Toen ik vijftien of zestien was, kwam ik het begrip complexe getallen tegen in een populair-wetenschappelijk boekje over kwantummechanica. Het feit dat ze ‘complex’ werden genoemd, wekte mijn nieuwsgierigheid op; ik nam foutief aan dat het betrekking had op de moeilijkheidsgraad van de soort getallen. Maar wat het meest fascineerde was dat er kennelijk zogenaamde imaginaire getallen bestaan! Ik had weer precies datzelfde gevoel. Mijn schedeldak smolt. Alles hieraan straalde een soort magische kracht uit. Wat was dit voor hekserij? Zou dit een poort kunnen vormen naar andere dimensies?
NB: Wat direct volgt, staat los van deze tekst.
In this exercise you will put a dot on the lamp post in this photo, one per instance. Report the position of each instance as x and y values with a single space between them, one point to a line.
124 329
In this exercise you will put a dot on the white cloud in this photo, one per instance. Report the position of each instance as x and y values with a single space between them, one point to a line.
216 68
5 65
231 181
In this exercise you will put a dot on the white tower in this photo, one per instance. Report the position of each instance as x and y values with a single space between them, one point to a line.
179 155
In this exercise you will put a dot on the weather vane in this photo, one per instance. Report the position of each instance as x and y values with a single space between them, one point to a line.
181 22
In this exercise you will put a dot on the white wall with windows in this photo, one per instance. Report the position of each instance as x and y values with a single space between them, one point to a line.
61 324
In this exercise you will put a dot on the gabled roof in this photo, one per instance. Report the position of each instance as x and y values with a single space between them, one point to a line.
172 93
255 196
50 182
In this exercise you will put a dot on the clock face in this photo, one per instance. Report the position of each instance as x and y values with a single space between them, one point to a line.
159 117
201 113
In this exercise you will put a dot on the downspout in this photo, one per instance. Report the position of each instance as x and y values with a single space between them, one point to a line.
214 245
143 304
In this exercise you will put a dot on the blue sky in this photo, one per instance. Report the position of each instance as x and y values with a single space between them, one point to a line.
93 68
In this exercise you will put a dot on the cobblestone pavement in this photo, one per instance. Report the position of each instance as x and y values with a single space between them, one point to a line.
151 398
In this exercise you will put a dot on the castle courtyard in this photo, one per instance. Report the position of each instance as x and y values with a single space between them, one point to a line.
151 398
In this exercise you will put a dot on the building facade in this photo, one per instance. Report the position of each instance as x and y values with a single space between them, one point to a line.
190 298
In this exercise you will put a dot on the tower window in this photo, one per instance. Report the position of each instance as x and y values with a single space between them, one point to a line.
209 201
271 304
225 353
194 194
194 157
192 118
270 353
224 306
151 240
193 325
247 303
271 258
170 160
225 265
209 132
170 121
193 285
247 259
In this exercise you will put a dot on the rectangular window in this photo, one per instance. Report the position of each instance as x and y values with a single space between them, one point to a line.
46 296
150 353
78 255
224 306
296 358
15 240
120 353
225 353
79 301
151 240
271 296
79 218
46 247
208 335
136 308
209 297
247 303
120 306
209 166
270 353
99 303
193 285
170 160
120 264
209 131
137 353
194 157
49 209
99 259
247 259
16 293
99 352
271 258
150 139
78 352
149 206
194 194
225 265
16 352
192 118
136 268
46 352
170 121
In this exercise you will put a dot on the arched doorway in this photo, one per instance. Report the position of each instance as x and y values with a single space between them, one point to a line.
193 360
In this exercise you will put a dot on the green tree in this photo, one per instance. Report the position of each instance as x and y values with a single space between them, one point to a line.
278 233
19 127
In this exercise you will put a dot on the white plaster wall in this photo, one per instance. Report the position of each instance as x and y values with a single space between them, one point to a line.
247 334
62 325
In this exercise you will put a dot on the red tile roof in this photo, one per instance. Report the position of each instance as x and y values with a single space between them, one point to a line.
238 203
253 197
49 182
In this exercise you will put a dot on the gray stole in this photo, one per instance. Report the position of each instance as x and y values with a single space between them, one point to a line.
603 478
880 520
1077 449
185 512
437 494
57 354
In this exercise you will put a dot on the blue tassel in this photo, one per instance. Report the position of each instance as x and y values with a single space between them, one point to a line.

De volgende dag vertelde ik vol enthousiasme mijn leraar wiskunde op de middelbare school hierover, meneer Es – Es is niet zijn werkelijke naam maar het was zijn tweeletterige code in ons rooster. Ik vond het zowel terecht als toepasselijk dat Es ook het symbool is voor het element Einsteinium in het periodieke systeem. Omdat zijn voornaam ook nog overeenkwam, grapten mijn vrienden en ik wel eens dat we, desgevraagd, op weg waren naar de les van Albert Einstein.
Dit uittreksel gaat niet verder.